Wilson came out of the gates strong, with her four-piece band hammering out “The Real Me,” “Barracuda” and “Crazy On You,” before slowing it down with some stripped-down versions of “What About Love” and “Fool no More.”
Wilson told a story of love and separation from a new relationship while being on the road in Australia. The result was the song “Anguish,” which she proceeded to sing. She then sang “A Million Miles” from the “Fanatic” album.
As a long time Heart and Ann Wilson fan, I was surprised and impressed with her performances of Yes’ “I’ve Seen all the Good People” and “She Talks to Angels” from the Black Crows.
Wilson also did The Who’s “Won’t Get Fooled Again” and “Love Reign Over Me” before launching into one of her top hits “Alone,” which had the audience singing along.
Wilson’s encore songs included her version of Buffalo Springfield’s “For What It’s Worth,” which she features the well-known lyrics: “Stop, children, what’s that sound? Everybody look what’s going down.”

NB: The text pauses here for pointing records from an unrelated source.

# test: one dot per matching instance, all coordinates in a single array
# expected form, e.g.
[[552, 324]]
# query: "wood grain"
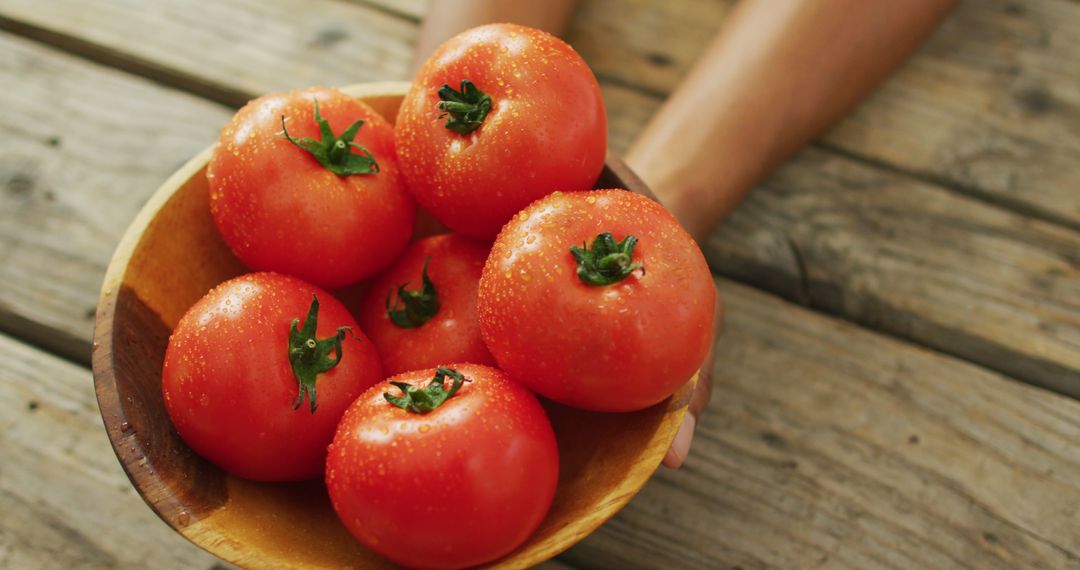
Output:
[[914, 260], [83, 148], [848, 272], [228, 51], [989, 106], [826, 446], [64, 500]]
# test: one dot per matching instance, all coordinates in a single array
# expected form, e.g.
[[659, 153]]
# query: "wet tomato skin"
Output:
[[280, 209], [613, 348], [453, 333], [547, 129], [460, 486], [229, 388]]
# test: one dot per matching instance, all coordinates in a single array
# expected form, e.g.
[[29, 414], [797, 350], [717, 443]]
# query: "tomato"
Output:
[[280, 208], [444, 482], [422, 311], [598, 300], [240, 385], [498, 117]]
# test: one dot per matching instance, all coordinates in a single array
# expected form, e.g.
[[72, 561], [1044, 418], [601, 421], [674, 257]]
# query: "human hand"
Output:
[[699, 399]]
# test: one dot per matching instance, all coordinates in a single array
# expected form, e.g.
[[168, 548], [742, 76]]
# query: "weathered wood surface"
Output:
[[989, 106], [1023, 323], [825, 446], [64, 500], [83, 147], [915, 260]]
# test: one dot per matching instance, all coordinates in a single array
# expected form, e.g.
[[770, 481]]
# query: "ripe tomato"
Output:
[[597, 299], [242, 368], [422, 311], [280, 208], [528, 120], [444, 482]]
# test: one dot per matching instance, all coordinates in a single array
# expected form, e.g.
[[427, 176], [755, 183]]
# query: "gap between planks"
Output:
[[410, 12], [180, 80]]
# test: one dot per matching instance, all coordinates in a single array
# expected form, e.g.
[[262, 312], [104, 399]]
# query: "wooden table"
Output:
[[898, 372]]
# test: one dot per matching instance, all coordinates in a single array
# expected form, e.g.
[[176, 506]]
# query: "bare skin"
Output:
[[775, 76]]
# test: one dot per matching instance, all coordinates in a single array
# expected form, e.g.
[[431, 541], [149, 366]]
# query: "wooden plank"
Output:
[[84, 146], [1026, 324], [915, 260], [64, 500], [903, 256], [825, 445], [228, 51], [988, 106], [829, 446]]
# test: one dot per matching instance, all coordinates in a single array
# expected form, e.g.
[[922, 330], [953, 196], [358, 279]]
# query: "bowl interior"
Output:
[[170, 257]]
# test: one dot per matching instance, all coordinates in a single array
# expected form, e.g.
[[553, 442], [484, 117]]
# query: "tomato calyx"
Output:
[[310, 356], [414, 308], [335, 152], [467, 108], [428, 398], [608, 261]]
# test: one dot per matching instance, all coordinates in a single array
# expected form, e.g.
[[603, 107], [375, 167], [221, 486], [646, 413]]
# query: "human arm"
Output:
[[775, 76]]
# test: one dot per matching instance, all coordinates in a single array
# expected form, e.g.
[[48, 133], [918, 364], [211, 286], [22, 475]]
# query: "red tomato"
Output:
[[461, 485], [280, 208], [229, 382], [433, 321], [528, 120], [618, 330]]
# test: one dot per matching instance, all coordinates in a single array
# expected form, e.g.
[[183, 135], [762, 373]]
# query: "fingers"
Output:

There was a jazzy rendition of Aretha Franklin’s “Ain’t no Way,” Nina Simone’s “I Put a Spell on You” and Ray Charles’ “Danger Zone.” The latter was performed with just Wilson accompanied by her keyboardist.
As a music photojournalist, I was prepared to photograph the allotted three songs and leave expecting a diluted Heart show, like the kinds of shows we’ve seen from members of so many split-up bands. Instead I was enticed and tricked into staying for the whole show by the unexpected performances of Wilson’s Heart material and her wide range of cover tunes that touched on rock, jazz and blues. I believe I even heard some similarities to pop-country in the stripped-down versions of her music. Wilson’s voice deservingly belongs on the top of rock’s heap of most recognizable vocalists and maybe the top female rock vocalist.